The document Culturally Responsive Teaching (Region X Equity Assistance Center, Education Northwest 2016), offers several best practices for creating a culturally responsive classroom. Some of the recommended practices are listed below.

  • Have high expectations for all learners regardless of their background, socio-economic status, or identity.
  • Cultivate cross-cultural communication and respect for others.
  • Validate the cultural identity of students in the classroom when designing teaching units.
  • Gather diverse resources that reflect students’ lives within and beyond the local community.
  • Collaborate with educators, administrators, and community members to create a welcoming school environment that embraces student diversity and discourages discrimination.

When teachers create warm, welcoming, and accepting classrooms, this can counterbalance negative attitudes toward those that are perceived as ‘different’ or ‘outsiders’. Negative attitudes that go unchecked often lead to prejudice, bullying, and discrimination.

Brief video explanations of strategies that support CRT are available here:

  1. Culturally Responsive Teaching and Learning (2011). Genevieve Erker. 8:52 min. https://www.youtube.com/watch?v=_uOncGZWxDc
  2. Competencies for Teaching in Multicultural Classrooms. University of New Brunswick. 7:13 min. https://www.youtube.com/watch?v=MwM7kYUGUzA

Review Your Learning

  1. Define culture as seen through a sociological rather than ethnic lens.
  2. Describe some personal cultural biases that came to light after conducting a personal audit.
  3. Identify strategies for building positive attitudes toward cultural diversity in the classroom.
  4. Explore ways to support cultural inclusivity by using inquiry-based learning in lesson planning.

Module 8 Glossary

Culture: Patterns of behaviour (a way of life) among people who share similar worldviews, beliefs, talents, customs, and values.

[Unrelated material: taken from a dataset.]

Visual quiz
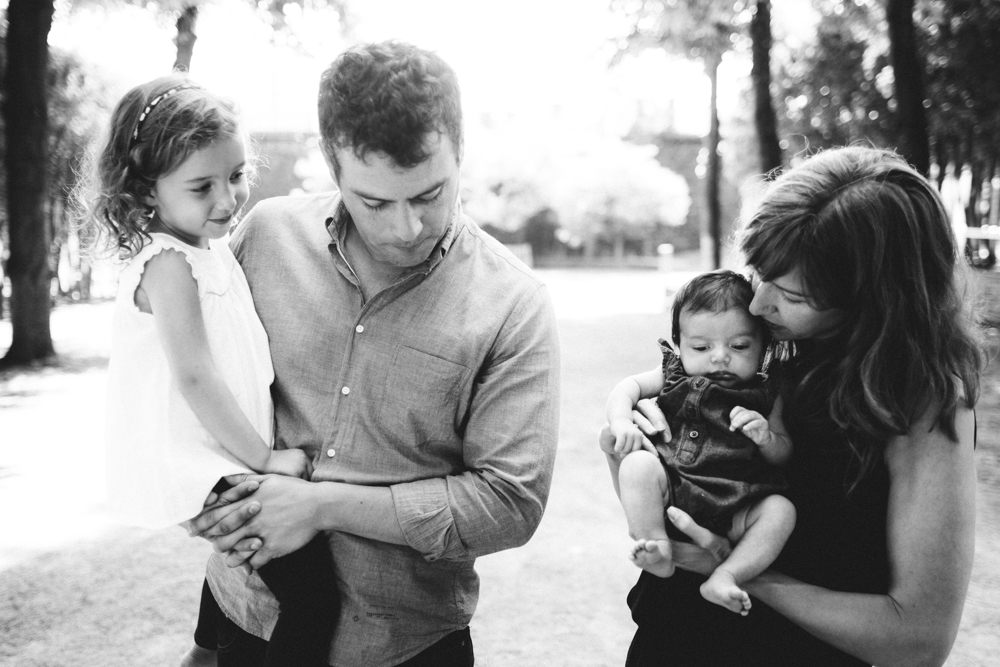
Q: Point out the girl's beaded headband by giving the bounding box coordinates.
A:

Culturally Responsive Teaching (CRT): Promotes a proactive approach to honouring cultural diversity by incorporating a student’s background knowledge and prior home/community experiences into the curriculum as part of daily instruction.

Inquiry-based learning: A teaching strategy that offers students the opportunity to learn by exploring their own interests, asking questions, researching topics, and nurturing their natural curiosity.

Monolingual principle: An approach that requires exclusive use of the target language in the classroom to minimize perceived interference from students’ first language(s).

Personal audit: A written or oral survey, checklist, or interview that allows an individual to explore their own strengths and shortcomings.


Cummins, J. (2007). Rethinking monolingual instructional strategies in multilingual classrooms. Ontario Institute for Studies in Education. University of Toronto. Retrieved from: https://journals.lib.unb.ca/index.php/CJAL/article/view/19743/21428

Helmer, S. & Eddy, C. (2012). Look at Me When I Talk to You. EAL Learners in Non-EAL Classrooms. Pippin. Don Mills ON.

Ontario Ministry of Education Student Achievement Division. (2013). Culturally Responsive Pedagogy.  K-12 Capacity Building Series. Secretariat Special Edition #35. ISSN 19138490.

Queen’s University. (n/d). Inquiry-Based Learning. Centre for Teaching and Learning. Retrieved from: https://www.queensu.ca/ctl/resources/instructional-strategies/inquiry-based-learning  

Villegas, A. M., & Lucas, T. (2002). Educating culturally responsive teachers: A coherent approach. Albany, NY: SUNY Press.